I had a lot of free time this spring. Instead of running track, I was sitting on the sidelines, cheering for my teammates and friends, watching what should have been my last season of high school athletics. To keep my mind off the track, I instead thought about what I was gonna have to do to reach the level of strength and endurance I had before my surgery and shoulder injury.  Many athletes do this every spring- reflecting back at their season and asking themselves, what went well, and what could have been better?
Standing on the sidelines suck- but it's slightly better when you're cheering your younger sister on to a school record
When I was younger, I was very small, and strength wasn't a strong suit for me. I often was crushed in races that required a lot of double poling, so one summer, I made double poling, and the power that comes with it a priority. When the next season came around, I felt finally felt confident about that part of the race, and I felt the focus and time I spent was completely worth it. Ever since then, I have been a strong believer that in order to become a better skier throughout the years, you must constantly be working on your weaknesses and turning them into your strengths. 

One of the first skis, post surgery
When I was looking at all of the changes that I had gone through in the prior months, I had a hard time seeing anything that didn't need fixing. The changes since my surgery are obvious, even at a first glance. The muscle that had taken years to build up, was gone- especially in my back, arms, and shoulders.  The time I took off made me lose some aerobic capacity, something that I wasn't that strong off to begin with. The losses were frustrating, but I was still determined to make up that ground. Although I knew what I wanted the end result to be, I didn't know how long the process would take.  

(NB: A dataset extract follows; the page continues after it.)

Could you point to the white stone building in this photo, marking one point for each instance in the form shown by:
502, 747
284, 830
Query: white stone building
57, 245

15k Race- in an attempt to improve my fitness
To my surprise, my surgeon cleared me to ski on my birthday, in the first week of June. When I had my surgery, they had warned me that I might not be able to get on skis until the middle of July, so that was the best birthday surprise I could have received.  When I first got on skis, it wasn't perfect. I was skittish and my balance was slightly off. It took me weeks to finally get comfortable again, and once I started doing speed on intervals again, it took me even longer to finally feel everything click- and have my technique fall back together again. 

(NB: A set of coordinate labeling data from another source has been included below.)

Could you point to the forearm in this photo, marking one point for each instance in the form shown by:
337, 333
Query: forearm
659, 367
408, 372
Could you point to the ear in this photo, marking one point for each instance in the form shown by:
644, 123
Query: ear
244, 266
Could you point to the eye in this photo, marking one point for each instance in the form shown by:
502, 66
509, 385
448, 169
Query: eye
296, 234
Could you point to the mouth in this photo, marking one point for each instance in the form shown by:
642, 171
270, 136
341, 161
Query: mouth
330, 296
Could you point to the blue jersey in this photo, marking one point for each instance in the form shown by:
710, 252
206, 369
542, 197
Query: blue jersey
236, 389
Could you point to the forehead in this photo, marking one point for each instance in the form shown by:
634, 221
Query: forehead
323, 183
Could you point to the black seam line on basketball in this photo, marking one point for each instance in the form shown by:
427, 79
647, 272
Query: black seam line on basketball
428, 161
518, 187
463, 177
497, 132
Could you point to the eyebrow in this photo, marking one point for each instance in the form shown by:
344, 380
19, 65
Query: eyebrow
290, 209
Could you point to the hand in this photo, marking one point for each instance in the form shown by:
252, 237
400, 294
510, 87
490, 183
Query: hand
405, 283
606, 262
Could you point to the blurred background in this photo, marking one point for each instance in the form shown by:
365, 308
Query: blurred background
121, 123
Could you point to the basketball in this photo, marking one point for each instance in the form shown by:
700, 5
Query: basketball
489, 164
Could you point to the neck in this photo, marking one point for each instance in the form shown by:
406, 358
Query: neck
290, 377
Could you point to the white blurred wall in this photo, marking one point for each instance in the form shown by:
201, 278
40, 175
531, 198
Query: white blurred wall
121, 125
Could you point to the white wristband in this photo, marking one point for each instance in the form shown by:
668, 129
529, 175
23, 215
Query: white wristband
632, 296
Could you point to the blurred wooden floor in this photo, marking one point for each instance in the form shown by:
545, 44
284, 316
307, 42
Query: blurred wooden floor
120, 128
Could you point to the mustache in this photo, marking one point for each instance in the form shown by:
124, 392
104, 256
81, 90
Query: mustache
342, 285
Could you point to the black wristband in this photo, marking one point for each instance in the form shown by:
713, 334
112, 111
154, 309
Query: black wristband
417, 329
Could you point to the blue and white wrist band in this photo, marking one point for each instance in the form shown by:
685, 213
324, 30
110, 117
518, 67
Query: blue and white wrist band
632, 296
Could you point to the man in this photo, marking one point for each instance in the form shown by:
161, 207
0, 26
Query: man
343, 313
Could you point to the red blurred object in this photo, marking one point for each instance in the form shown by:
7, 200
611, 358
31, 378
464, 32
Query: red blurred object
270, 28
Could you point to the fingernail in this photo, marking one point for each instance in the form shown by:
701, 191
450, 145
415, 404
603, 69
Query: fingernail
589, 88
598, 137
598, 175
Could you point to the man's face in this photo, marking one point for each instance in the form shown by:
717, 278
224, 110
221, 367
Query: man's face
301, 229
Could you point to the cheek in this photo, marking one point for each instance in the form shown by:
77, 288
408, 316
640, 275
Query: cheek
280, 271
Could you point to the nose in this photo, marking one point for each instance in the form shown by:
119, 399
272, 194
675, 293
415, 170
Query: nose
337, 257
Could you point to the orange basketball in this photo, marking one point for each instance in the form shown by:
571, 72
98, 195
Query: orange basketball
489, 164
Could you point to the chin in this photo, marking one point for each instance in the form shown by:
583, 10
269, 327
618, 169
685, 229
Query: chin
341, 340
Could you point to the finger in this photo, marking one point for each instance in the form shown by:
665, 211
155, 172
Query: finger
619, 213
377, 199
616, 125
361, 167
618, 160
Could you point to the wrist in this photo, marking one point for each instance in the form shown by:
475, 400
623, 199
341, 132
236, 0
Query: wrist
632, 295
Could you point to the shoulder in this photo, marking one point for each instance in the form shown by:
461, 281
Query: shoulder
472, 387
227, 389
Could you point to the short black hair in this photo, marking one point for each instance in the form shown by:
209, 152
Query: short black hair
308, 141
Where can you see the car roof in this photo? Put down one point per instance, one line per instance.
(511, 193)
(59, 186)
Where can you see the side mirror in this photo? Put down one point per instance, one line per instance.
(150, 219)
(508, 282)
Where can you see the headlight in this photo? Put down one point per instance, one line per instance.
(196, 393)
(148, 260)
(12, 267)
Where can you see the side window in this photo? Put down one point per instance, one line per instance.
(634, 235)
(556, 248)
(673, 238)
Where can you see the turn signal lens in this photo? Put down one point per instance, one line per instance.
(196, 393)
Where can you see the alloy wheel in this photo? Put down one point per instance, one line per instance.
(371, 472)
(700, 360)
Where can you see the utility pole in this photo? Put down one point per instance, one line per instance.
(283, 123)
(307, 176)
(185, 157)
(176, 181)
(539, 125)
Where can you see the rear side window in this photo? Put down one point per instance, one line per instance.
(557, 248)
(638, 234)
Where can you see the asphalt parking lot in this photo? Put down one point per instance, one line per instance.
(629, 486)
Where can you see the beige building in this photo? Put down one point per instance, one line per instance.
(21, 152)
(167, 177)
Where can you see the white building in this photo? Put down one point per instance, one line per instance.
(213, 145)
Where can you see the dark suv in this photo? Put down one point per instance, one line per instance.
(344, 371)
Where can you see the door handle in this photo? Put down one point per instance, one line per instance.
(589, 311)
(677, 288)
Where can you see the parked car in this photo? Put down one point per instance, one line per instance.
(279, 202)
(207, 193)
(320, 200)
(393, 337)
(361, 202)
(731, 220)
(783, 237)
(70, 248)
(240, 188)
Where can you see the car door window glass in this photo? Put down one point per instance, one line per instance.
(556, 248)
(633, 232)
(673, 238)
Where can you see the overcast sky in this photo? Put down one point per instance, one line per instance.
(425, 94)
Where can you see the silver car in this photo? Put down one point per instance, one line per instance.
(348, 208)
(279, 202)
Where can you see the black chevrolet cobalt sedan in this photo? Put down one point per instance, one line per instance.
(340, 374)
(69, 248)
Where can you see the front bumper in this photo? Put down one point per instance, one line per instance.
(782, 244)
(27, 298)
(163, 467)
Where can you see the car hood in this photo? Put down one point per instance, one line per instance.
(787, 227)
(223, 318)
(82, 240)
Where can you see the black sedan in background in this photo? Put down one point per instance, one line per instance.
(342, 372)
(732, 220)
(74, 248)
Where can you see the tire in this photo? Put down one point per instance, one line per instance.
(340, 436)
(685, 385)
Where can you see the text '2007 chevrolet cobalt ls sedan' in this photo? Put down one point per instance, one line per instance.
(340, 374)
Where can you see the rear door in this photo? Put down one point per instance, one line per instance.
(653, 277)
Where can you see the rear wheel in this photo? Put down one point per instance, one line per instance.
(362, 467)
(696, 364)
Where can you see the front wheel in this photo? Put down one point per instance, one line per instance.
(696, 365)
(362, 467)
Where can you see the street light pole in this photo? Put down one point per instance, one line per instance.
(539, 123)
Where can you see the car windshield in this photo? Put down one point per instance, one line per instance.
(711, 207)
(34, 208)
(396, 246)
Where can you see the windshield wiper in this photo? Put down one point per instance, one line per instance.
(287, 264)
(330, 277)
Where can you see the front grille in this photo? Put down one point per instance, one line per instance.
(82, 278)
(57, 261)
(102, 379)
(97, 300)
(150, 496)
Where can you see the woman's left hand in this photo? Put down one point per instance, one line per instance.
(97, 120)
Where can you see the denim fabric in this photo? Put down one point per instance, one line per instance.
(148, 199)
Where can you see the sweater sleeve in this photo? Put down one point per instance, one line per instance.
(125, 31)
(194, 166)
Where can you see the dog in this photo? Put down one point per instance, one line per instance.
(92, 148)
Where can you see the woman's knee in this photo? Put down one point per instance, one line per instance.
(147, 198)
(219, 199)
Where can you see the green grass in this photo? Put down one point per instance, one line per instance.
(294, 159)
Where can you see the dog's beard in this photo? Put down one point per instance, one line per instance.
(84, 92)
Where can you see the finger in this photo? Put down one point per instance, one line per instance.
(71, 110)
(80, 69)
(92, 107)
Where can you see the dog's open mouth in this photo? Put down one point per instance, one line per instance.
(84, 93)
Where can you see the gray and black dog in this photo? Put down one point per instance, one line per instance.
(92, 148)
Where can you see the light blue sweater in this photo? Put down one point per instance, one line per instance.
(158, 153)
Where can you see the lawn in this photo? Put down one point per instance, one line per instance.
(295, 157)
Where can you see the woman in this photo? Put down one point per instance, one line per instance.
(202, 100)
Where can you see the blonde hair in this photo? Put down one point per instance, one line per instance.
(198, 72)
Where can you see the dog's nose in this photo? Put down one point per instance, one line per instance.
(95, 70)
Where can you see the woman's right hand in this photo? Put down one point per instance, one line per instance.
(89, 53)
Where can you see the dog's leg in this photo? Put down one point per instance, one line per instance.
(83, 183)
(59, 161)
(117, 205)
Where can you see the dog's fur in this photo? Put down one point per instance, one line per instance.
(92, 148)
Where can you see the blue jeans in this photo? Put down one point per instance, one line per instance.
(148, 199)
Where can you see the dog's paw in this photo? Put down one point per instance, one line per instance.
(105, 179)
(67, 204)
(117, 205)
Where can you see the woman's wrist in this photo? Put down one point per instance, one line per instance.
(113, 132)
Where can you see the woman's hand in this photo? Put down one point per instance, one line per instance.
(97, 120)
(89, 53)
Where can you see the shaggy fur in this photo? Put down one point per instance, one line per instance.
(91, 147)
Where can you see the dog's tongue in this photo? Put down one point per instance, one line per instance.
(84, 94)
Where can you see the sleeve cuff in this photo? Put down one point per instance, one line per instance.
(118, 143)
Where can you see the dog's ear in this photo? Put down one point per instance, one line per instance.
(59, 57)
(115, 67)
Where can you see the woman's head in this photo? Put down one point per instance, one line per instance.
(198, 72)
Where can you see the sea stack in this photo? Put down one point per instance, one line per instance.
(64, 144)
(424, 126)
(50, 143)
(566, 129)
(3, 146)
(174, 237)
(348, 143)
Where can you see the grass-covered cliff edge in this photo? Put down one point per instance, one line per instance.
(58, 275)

My summer focus has been about testing the waters and seeing what feels right. I try my best to push myself, but I'm also more cautious than most summers, if something doesn't feel right, or I feel abnormally tired, I hold back. Gaining back my endurance and strength is a ssllloooowwww and tedious process (and sometimes I wish I could push a button that would make me super strong again) but it has been rewarding in seeing my body and skiing change again. 
Believe it or not, getting better is hard

Besides my obvious changes in my skiing, there are some other slight changes in my training. Because I have less strength and endurance than in the past, recovery takes a little bit longer than I'm use to. Because of this, my workout results are a little unpredictable. Some days I feel amazing and similar to my old ability, and other days I feel like something is dragging me down. Finding a balance between pushing my body to become fitter and stronger, while staying healthy and producing high quality workouts is a struggle, but each week is better than the last, and I'm getting better at listening to my body. 

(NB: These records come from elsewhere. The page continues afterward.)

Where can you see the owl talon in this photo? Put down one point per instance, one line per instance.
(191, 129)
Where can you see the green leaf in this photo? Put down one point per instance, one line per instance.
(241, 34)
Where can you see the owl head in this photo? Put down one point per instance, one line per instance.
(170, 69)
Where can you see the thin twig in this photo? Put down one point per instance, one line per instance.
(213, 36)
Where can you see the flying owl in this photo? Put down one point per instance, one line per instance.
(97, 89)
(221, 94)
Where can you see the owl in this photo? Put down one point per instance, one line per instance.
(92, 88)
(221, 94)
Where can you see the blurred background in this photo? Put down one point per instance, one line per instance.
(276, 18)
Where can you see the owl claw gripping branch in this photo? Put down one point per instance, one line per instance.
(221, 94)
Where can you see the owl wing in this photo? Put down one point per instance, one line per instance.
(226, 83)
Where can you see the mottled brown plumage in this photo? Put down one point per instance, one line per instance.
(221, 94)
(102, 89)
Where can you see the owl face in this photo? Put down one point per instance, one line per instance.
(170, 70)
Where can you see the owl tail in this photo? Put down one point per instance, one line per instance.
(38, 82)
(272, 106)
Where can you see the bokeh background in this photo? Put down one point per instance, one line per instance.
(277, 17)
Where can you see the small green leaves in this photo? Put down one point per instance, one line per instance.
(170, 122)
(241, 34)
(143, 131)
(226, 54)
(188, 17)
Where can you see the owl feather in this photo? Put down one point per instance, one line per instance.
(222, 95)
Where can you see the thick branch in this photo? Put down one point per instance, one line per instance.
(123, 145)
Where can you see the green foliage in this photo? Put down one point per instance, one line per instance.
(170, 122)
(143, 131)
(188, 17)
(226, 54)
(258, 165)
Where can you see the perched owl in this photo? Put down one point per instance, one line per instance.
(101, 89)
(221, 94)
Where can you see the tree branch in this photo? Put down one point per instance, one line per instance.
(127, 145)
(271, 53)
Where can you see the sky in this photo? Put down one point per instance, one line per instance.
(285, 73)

I have also been working on improving my confidence and taking advantage of my strengths in skiing
I'm not always the most patient person, and knowing that I was once faster, stronger, and fitter is frustrating  By working on my current weaknesses, it's easier to see changes, and  have a little bit of perspective on my improvements over the summer rather  than constantly comparing myself to last year or other people. The small goals are keeping me sane and motivated to keep on chugging along.